Progressive leaders like Barack Obama have protested against Putin's law, and so the scene is now set for a contest between enlightenment and prejudice, between progress and thuggery. This will come to a head in 2014 at the Russian Winter Olympics in Sochi, a resort near the Black Sea. New Zealand can't avoid this battle.
John Key has spoken out in defence of gay Kiwi athletes who will attend the Games, and Foreign Minister Murray McCully says he has asked for assurances that our athletes will not suffer "undue harassment" in Russia. This is an odd phrase: they should not be allowed to suffer any harassment at all.
Once again we have an Olympiad being run by an authoritarian regime, and once again athletes from democracies are on the spot. Blake Skjellerup, a gay Olympian speed skater, has taken an admirable stand and says he will make no secret in Sochi of his gayness. How far the Government will back him up remains to be seen. Mr Key, after all, wants to win a free trade deal with Russia. He has many material reasons to pull his punches in this argument.
The actor Stephen Fry has compared the Russian Olympics with Hitler's infamous Games of 1936, with Putin's anti-gay crusade being the equivalent of Hitler's anti-Semitism. There is some truth in this, but a better analogy is with the Beijing Olympics of 2008.
China's Communist rulers issued warnings that visiting athletes were not to criticise their system, and to the shame of the Helen Clark-led Labour government, one or two New Zealand ministers failed to back our athletes' right of free speech. The public uproar quickly made them back down. John Key's government should remember this and stay staunch.
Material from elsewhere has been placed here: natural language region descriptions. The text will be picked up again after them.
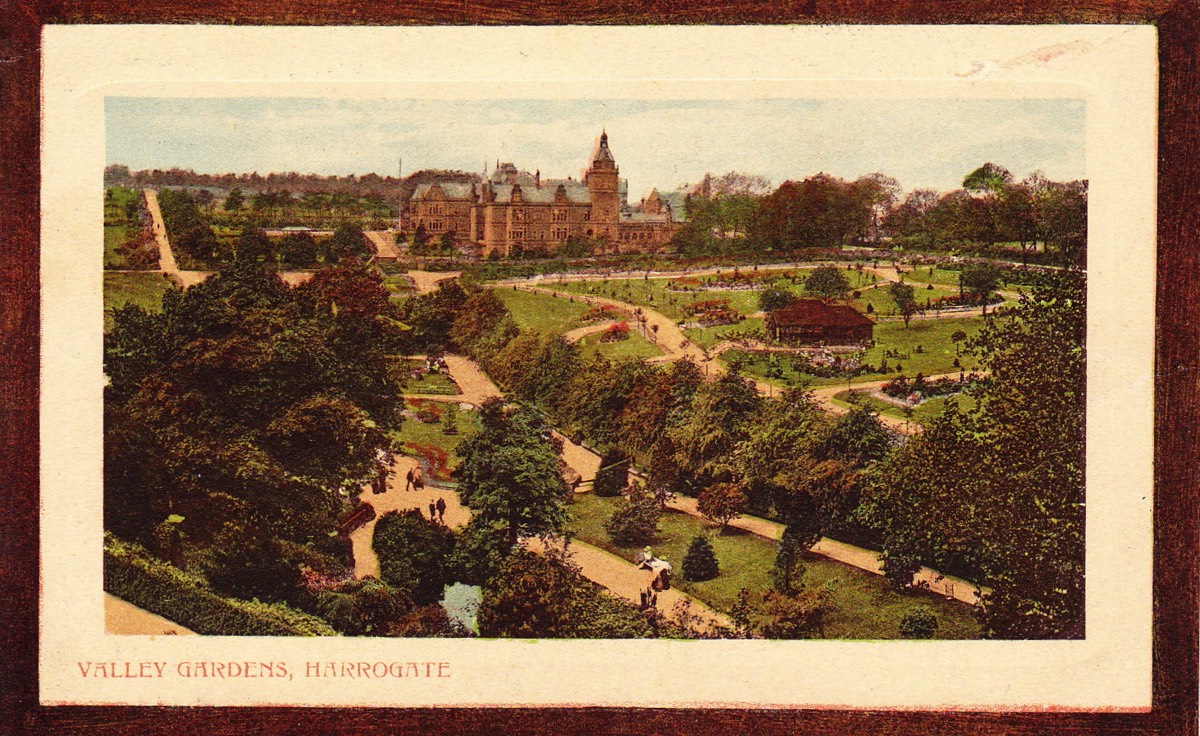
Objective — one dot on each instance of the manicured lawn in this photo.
(635, 346)
(943, 276)
(657, 294)
(867, 606)
(541, 312)
(143, 289)
(933, 335)
(923, 413)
The gap between New Zealand's stance and Russia's is huge, but it is worth remembering that it was only a generation ago that homosexual acts were still outlawed in New Zealand. What is more, a substantial and noisy minority of New Zealanders strenuously opposed law reform.
However, the anti-gay cause rapidly ran out of steam after the law was changed. National MPs had voted strongly against law reform, but a National-led government only a few years later outlawed discrimination against gays. The tide can quickly turn.
But demagogues like Putin know how to fan the flames of prejudice. He must bear responsibility for the anti-gay violence now taking hold in his country. And democracies like New Zealand must oppose what he is doing.